ECLI:NL:RVS:2024:3066
Raad van State
- Hoger beroep
- Rechtspraak.nl
Hoger beroep tegen de uitspraak van de rechtbank Den Haag inzake bewaring van een vreemdeling
Op 10 juni 2024 heeft de staatssecretaris van Justitie en Veiligheid een vreemdeling in bewaring gesteld. De vreemdeling heeft hiertegen beroep ingesteld bij de rechtbank Den Haag, zittingsplaats Middelburg. Op 25 juni 2024 heeft de rechtbank het beroep ongegrond verklaard en het verzoek om schadevergoeding afgewezen. De vreemdeling, vertegenwoordigd door mr. M.C. de Jong, heeft vervolgens hoger beroep ingesteld tegen deze uitspraak.

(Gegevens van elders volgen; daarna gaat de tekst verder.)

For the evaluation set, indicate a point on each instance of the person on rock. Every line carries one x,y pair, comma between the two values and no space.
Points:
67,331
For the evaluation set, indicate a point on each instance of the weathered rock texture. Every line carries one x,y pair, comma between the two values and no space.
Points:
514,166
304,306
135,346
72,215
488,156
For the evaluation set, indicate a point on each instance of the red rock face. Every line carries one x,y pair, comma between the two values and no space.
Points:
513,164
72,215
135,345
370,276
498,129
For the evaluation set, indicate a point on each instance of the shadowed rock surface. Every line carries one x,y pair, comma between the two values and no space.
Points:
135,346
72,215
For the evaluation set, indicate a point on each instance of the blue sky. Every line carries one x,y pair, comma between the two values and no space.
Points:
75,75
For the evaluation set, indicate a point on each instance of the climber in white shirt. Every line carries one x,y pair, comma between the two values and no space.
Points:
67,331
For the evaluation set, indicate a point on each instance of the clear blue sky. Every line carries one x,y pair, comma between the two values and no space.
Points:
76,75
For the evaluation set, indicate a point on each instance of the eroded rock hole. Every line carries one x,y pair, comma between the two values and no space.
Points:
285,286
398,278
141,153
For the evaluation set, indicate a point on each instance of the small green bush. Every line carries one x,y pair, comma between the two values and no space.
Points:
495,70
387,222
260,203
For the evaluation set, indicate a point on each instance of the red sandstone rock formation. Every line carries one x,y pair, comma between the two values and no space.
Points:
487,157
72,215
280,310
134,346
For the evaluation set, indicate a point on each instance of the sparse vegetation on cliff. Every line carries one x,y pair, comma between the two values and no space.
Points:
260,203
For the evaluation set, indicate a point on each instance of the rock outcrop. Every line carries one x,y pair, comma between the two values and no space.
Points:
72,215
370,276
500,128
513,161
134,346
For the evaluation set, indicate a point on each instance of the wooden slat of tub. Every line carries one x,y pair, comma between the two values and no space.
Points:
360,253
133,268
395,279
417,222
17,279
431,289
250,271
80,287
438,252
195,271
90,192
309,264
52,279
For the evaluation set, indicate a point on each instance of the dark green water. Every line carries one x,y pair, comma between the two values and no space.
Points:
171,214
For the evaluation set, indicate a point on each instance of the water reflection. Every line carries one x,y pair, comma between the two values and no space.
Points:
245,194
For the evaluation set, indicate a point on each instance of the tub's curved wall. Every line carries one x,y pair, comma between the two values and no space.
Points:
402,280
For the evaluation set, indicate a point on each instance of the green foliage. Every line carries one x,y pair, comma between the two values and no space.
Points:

De Afdeling bestuursrechtspraak van de Raad van State heeft op 30 juli 2024 uitspraak gedaan in het hoger beroep. De eerste grief van de vreemdeling leidde niet tot vernietiging van de uitspraak van de rechtbank, omdat deze geen vragen bevatte die in het belang van de rechtseenheid, rechtsontwikkeling of rechtsbescherming beantwoord moesten worden. De tweede grief, die betrekking had op de toekenning van een proceskostenvergoeding, werd echter gegrond verklaard. De Afdeling oordeelde dat de rechtbank had nagelaten de minister van Asiel en Migratie te veroordelen tot vergoeding van de proceskosten die de vreemdeling had gemaakt in verband met de behandeling van het beroep.
De Raad van State heeft de uitspraak van de rechtbank vernietigd voor zover deze de minister niet had veroordeeld tot vergoeding van de proceskosten. De minister is veroordeeld tot betaling van € 2.625,00 aan proceskosten, geheel toe te rekenen aan door een derde beroepsmatig verleende rechtsbijstand. De uitspraak van de rechtbank werd voor het overige bevestigd. De uitspraak is gedaan door mr. A.J.C. de Moor-van Vugt, lid van de enkelvoudige kamer, in tegenwoordigheid van mr. A.M. van Meurs-Heuvel, griffier.